The resulting images provided the evidence Dr. Murawsky needed to show that his research team could consistently produce protein nanoparticles with the desired features. “The TEM equipment worked very well for us. The images confirmed that we were making correctly sized and correctly shaped protein nanoparticles, and that the particles behaved properly. We now have an efficient method for making these particles because of what we learned from the images. The next step is to determine if our modified nanoparticles are useful for generating new antibodies that may be used for therapeutic or research purposes,” he says.

Getting the best images for the client’s purpose

Brad worked closely with Dr. Murawsky during the imaging process to produce useful images of the nanoparticles at different magnifications. Lower-magnification images, for example, confirmed that large groups of nanoparticles were properly formed and of the expected size. Close-up images of individual particles showed that the modified nanoparticles were distinct from but approximately the same size as control nanoparticles, and confirmed that the modified nanoparticles maintained the critical capacity to self-assemble.

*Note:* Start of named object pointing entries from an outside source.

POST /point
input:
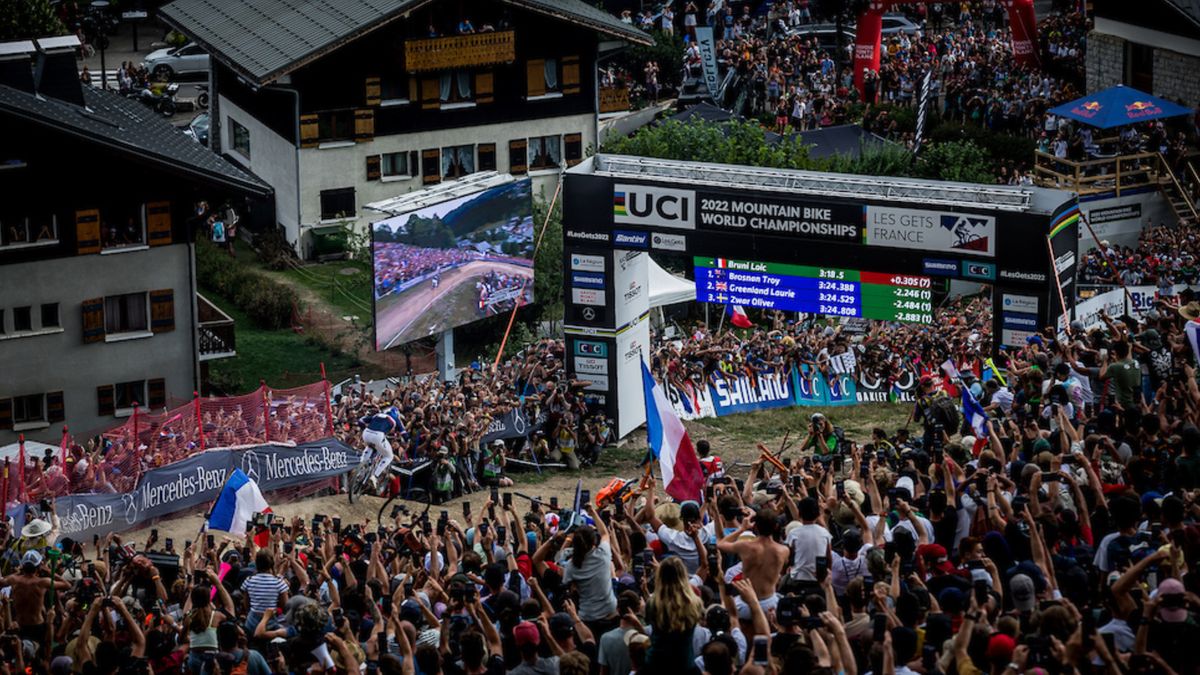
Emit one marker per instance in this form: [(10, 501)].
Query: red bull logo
[(1089, 109), (1141, 109)]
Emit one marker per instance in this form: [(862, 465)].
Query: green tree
[(23, 19), (958, 160)]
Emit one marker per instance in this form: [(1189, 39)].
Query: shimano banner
[(513, 424), (197, 481)]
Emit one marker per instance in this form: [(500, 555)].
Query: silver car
[(169, 63)]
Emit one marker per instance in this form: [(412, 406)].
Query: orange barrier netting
[(149, 440)]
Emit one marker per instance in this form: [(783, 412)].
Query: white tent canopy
[(667, 288)]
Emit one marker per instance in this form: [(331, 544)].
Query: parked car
[(171, 63), (198, 129)]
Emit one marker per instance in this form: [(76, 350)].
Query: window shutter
[(535, 77), (519, 161), (162, 310), (487, 156), (106, 400), (431, 166), (373, 91), (159, 223), (310, 131), (54, 410), (571, 75), (573, 149), (431, 93), (94, 320), (484, 83), (156, 393), (88, 231), (364, 125)]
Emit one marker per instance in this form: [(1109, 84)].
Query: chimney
[(58, 76), (16, 69)]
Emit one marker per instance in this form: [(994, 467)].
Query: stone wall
[(1177, 77), (1105, 60)]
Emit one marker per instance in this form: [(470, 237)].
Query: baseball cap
[(526, 633), (1024, 597)]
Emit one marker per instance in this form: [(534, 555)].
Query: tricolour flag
[(239, 501), (975, 414), (738, 316), (682, 476)]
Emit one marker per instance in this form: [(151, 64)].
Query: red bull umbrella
[(1119, 106)]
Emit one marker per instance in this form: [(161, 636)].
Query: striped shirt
[(263, 591)]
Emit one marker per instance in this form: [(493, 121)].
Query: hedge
[(268, 303)]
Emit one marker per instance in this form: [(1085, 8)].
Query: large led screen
[(453, 263)]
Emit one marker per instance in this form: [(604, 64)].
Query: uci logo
[(643, 204)]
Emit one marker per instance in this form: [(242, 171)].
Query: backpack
[(945, 411)]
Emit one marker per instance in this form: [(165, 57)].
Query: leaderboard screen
[(815, 290)]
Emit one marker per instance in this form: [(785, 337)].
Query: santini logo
[(646, 204)]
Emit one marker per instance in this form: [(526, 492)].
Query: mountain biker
[(375, 435)]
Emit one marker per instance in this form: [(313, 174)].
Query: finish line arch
[(869, 30)]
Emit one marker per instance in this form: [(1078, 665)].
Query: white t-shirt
[(808, 542)]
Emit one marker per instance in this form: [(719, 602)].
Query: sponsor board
[(967, 234), (940, 268), (588, 297), (585, 236), (585, 280), (976, 269), (587, 263), (1029, 304), (653, 205), (592, 365), (595, 382), (669, 242), (624, 239), (591, 348)]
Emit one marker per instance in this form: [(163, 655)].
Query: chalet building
[(99, 309), (341, 103)]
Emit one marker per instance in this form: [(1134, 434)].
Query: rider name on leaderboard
[(815, 290)]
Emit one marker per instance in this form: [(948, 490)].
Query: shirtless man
[(762, 557), (28, 596)]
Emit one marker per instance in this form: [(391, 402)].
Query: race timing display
[(815, 290)]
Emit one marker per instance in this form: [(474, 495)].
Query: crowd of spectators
[(1063, 541)]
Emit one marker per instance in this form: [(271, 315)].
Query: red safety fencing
[(153, 438)]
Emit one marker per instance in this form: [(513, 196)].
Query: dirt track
[(395, 321)]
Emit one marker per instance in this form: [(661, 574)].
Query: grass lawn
[(280, 357)]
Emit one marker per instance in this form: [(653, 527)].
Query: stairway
[(1179, 196)]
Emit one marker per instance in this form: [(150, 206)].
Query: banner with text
[(197, 481)]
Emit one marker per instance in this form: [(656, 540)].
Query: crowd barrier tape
[(197, 481), (804, 386)]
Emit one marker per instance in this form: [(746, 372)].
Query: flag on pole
[(1193, 332), (975, 414), (738, 316), (682, 476), (239, 501)]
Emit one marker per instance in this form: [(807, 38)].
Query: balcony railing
[(216, 335), (613, 99), (460, 51)]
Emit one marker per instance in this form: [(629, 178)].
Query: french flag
[(738, 316), (239, 501), (682, 476)]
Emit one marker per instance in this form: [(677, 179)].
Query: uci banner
[(197, 481)]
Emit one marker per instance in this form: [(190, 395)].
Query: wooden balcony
[(460, 51), (613, 99)]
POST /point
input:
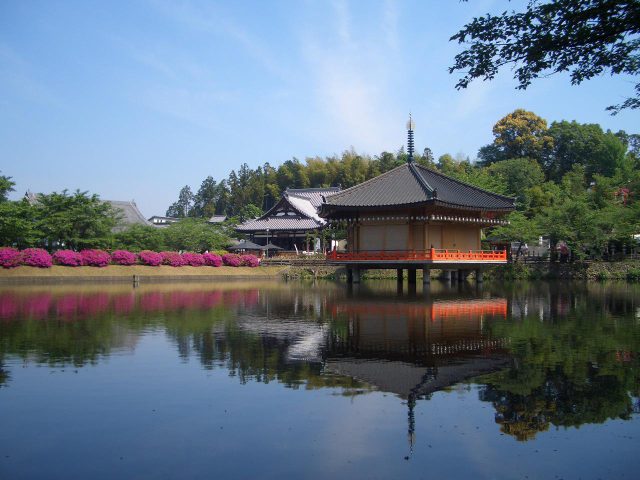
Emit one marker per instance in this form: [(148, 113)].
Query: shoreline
[(142, 273)]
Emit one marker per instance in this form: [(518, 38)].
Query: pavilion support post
[(411, 273), (426, 275), (356, 275)]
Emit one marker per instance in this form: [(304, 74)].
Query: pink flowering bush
[(9, 257), (231, 260), (212, 260), (123, 257), (193, 259), (35, 257), (250, 261), (152, 259), (95, 258), (173, 259), (68, 258)]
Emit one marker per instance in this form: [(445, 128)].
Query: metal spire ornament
[(411, 125)]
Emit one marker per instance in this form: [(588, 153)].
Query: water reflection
[(542, 354)]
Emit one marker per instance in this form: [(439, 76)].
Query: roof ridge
[(367, 182), (475, 187)]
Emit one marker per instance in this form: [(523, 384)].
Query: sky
[(132, 100)]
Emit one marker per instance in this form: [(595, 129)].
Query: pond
[(306, 380)]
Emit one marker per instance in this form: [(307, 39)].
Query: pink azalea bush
[(123, 257), (173, 259), (212, 260), (152, 259), (9, 257), (95, 258), (68, 258), (231, 260), (36, 257), (193, 259), (250, 261)]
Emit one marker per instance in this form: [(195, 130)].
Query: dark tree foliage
[(583, 37)]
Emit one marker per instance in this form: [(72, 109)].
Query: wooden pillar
[(411, 274)]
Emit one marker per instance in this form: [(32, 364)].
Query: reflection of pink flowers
[(9, 257), (123, 257), (152, 259), (95, 258), (173, 259), (212, 259), (68, 258), (250, 261), (231, 260), (35, 257), (193, 259)]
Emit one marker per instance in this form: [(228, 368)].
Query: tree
[(520, 134), (583, 144), (6, 186), (583, 37)]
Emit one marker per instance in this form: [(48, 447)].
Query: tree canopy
[(585, 38)]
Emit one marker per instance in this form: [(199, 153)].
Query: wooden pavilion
[(414, 217)]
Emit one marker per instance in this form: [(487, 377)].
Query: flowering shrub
[(9, 257), (193, 259), (123, 257), (250, 261), (35, 257), (152, 259), (172, 258), (68, 258), (212, 260), (231, 260), (95, 258)]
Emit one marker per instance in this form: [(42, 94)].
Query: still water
[(302, 380)]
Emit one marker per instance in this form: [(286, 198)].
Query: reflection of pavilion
[(414, 349)]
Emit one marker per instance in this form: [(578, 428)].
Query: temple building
[(414, 217), (290, 223)]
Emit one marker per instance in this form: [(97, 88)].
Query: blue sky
[(133, 100)]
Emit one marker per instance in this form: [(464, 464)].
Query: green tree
[(6, 186), (520, 134), (583, 37), (76, 220)]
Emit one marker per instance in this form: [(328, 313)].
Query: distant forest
[(572, 181)]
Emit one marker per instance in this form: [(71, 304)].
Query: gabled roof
[(303, 201), (130, 215), (413, 184)]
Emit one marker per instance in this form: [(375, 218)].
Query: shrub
[(250, 261), (152, 259), (212, 260), (9, 257), (68, 258), (123, 257), (231, 260), (173, 259), (95, 258), (35, 257), (193, 259)]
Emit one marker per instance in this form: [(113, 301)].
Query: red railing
[(432, 255)]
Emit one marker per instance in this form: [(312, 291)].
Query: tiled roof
[(314, 195), (279, 223), (130, 215), (412, 184)]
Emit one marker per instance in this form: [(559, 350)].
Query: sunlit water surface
[(302, 380)]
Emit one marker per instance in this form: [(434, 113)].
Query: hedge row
[(37, 257)]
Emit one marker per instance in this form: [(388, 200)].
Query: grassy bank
[(119, 273)]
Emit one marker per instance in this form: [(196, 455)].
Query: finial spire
[(410, 126)]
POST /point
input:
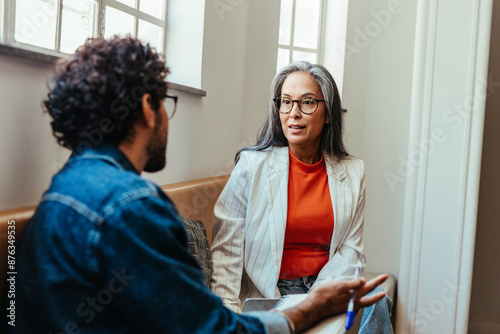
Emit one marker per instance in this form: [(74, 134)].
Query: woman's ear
[(148, 113)]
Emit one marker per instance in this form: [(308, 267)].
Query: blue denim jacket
[(106, 252)]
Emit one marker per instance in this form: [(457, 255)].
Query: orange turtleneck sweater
[(310, 221)]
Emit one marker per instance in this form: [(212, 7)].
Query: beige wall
[(485, 299), (377, 94)]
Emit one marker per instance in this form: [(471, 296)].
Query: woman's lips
[(295, 128)]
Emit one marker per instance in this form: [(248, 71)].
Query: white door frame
[(446, 134)]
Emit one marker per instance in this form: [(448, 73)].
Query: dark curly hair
[(96, 95)]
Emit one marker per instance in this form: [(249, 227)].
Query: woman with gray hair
[(291, 215)]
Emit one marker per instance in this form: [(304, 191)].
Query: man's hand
[(332, 298)]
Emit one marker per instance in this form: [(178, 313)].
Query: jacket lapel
[(341, 196), (278, 203)]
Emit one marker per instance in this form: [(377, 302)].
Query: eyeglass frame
[(298, 103), (175, 98)]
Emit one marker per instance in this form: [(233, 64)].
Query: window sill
[(51, 59)]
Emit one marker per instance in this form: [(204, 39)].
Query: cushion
[(198, 245)]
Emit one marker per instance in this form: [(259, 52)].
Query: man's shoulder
[(99, 186)]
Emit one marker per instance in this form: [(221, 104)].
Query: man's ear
[(148, 113)]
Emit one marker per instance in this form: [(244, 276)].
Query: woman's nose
[(295, 112)]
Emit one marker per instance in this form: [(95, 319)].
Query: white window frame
[(8, 28), (318, 50)]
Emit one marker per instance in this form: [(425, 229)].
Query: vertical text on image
[(11, 272)]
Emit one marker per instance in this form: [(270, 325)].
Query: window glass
[(285, 22), (118, 23), (130, 3), (79, 22), (306, 56), (151, 33), (307, 14), (36, 22), (153, 7), (283, 58)]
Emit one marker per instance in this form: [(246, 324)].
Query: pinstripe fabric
[(250, 221)]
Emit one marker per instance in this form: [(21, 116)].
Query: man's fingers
[(369, 300), (355, 284), (372, 284)]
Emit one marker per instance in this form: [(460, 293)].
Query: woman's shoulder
[(349, 162), (254, 156)]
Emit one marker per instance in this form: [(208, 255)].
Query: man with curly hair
[(106, 251)]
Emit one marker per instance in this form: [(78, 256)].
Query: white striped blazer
[(250, 219)]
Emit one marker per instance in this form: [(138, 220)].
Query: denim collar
[(106, 152)]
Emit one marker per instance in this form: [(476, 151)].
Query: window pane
[(283, 58), (79, 22), (306, 56), (118, 23), (36, 23), (285, 22), (154, 8), (130, 3), (152, 34), (306, 23)]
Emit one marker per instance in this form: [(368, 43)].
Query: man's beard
[(157, 152)]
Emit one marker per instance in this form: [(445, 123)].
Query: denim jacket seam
[(127, 198), (100, 157)]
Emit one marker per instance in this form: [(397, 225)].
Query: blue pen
[(350, 315)]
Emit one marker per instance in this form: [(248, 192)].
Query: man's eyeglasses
[(170, 105), (307, 105)]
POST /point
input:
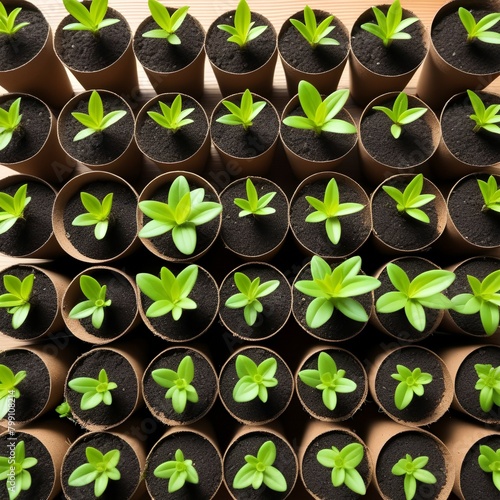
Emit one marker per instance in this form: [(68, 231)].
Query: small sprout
[(178, 383), (314, 34), (413, 470), (249, 294), (329, 380), (400, 114), (178, 472), (484, 299), (408, 201), (91, 19), (244, 114), (412, 296), (410, 383), (390, 27), (181, 214), (95, 391), (343, 464), (254, 380), (8, 388), (95, 120), (17, 465), (99, 469), (13, 208), (98, 214), (259, 470), (17, 299), (334, 289), (330, 209), (243, 31), (95, 303), (320, 114), (168, 24), (169, 293)]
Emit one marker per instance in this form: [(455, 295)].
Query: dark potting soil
[(206, 460), (228, 56), (33, 231), (249, 444), (450, 40), (83, 51), (205, 383), (30, 136), (318, 478), (256, 411), (161, 56), (417, 444), (253, 235), (122, 228), (465, 205), (397, 323), (299, 54), (164, 145), (34, 389), (481, 148), (20, 48), (398, 229), (128, 465), (466, 379), (347, 403), (43, 310), (120, 371)]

“The staff are easy to work with and interested in helping the client get the images they need. Brad encouraged me to be there during the imaging so I could advise him about the kinds of images I wanted and the features I was looking for. It was a very collaborative process, which allowed us to take the best images for our purpose. The work done at the UBC Bioimaging Facility helped us immensely and contributed to us developing this platform for additional studies,” says Dr. Murawsky.